Williams had endured a fraught race seven days previously in Portugal, amid gusty weather, prompting Russell to label the race “an incredible struggle.”
Williams conceded earlier in the year that the design traits of its FW43B meant it was susceptible to changeable conditions and the squad’s performance level has fluctuated through the season.
Russell qualified 15th in Spain but ran a slightly off-set two-stop strategy, pitting earlier on account of the Safety Car period caused by Yuki Tsunoda’s stoppage, and challenged for points.
The Briton chased Fernando Alonso for 11th before slipping down the order in the closing laps, coming home 14th, but was buoyed by the showing.
“I mean it’s incredibly tricky, I think we did a really great job pitting under the safety car at the beginning, effectively almost doing a one-stop,” he said.
“For sure, if I had just managed to clear Alonso then who knows [what would have happened] but I think having Alonso ahead of me helped keep those faster cars behind because I had the DRS, they have half a second of car pace and probably one-second tyre pace.

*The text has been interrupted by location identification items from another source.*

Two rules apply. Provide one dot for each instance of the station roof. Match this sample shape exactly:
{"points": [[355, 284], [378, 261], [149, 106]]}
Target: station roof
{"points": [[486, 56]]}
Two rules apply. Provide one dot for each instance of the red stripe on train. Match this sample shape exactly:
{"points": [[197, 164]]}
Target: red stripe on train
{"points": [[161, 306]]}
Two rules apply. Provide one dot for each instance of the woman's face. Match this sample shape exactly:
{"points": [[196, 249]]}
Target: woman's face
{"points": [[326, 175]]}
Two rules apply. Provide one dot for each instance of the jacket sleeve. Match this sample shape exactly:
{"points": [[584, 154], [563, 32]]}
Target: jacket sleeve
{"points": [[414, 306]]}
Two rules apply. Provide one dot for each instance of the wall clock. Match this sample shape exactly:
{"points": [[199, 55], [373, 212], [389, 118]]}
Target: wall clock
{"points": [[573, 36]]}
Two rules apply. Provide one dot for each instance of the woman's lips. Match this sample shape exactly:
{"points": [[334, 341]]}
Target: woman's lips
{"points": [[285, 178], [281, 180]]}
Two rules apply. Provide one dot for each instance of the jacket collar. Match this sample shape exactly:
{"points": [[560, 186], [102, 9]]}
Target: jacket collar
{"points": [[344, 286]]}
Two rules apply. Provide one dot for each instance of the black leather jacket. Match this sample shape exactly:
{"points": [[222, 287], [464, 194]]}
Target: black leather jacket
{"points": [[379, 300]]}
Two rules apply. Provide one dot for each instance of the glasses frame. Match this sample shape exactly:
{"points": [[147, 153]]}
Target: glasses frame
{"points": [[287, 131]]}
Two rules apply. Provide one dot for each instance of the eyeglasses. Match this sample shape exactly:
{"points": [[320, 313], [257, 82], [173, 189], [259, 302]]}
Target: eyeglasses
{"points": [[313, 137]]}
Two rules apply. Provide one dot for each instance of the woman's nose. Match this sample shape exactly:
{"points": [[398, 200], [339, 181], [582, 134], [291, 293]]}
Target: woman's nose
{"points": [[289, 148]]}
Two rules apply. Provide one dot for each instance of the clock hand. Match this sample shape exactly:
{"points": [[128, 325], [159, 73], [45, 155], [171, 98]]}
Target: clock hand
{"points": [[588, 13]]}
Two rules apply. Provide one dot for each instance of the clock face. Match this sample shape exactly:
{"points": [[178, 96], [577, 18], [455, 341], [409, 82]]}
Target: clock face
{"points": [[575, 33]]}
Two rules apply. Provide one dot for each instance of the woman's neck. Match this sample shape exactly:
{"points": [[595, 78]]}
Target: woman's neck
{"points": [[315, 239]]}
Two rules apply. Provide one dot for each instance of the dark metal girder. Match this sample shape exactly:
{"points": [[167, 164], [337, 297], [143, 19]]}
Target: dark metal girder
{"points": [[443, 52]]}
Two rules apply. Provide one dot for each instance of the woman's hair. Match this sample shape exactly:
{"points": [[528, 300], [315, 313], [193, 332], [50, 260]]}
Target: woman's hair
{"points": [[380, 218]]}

“But I’m really pleased that we rolled the dice and found ourselves in the position.
“The car felt the best it has ever felt, to be honest, in a race probably the best I can ever remember. That just makes it so joyous to drive compared to normal, most of which I put down to a calm day.”
Russell expanded on the reasoning for Williams being able to contend for the points-paying positions just a week after it plummeted out of the reckoning.
“The wind was less than 10 km/h, there was minimal gusts which just made the car consistent to drive,” he said.
“When it’s consistent, as a driver you can drive around it and I think that’s something that Nicholas [Latifi] and I struggled with, especially at Portimao, that was really exposed and it was incredibly inconsistent.
“As a driver, you lose all the confidence, then it has a negative effect on the tyres and then you’re just in this downward spiral.
“Whereas on days like [Sunday], the car is nice and consistent. As a driver you can really push it to its limit, you can manage the car as you wish, manage the tyres as you wish and really optimise everything.
“Don’t get me wrong, I’m sure a lot of people felt their car felt better. But I think we take a bigger jump in both directions when these conditions are favourable or not.”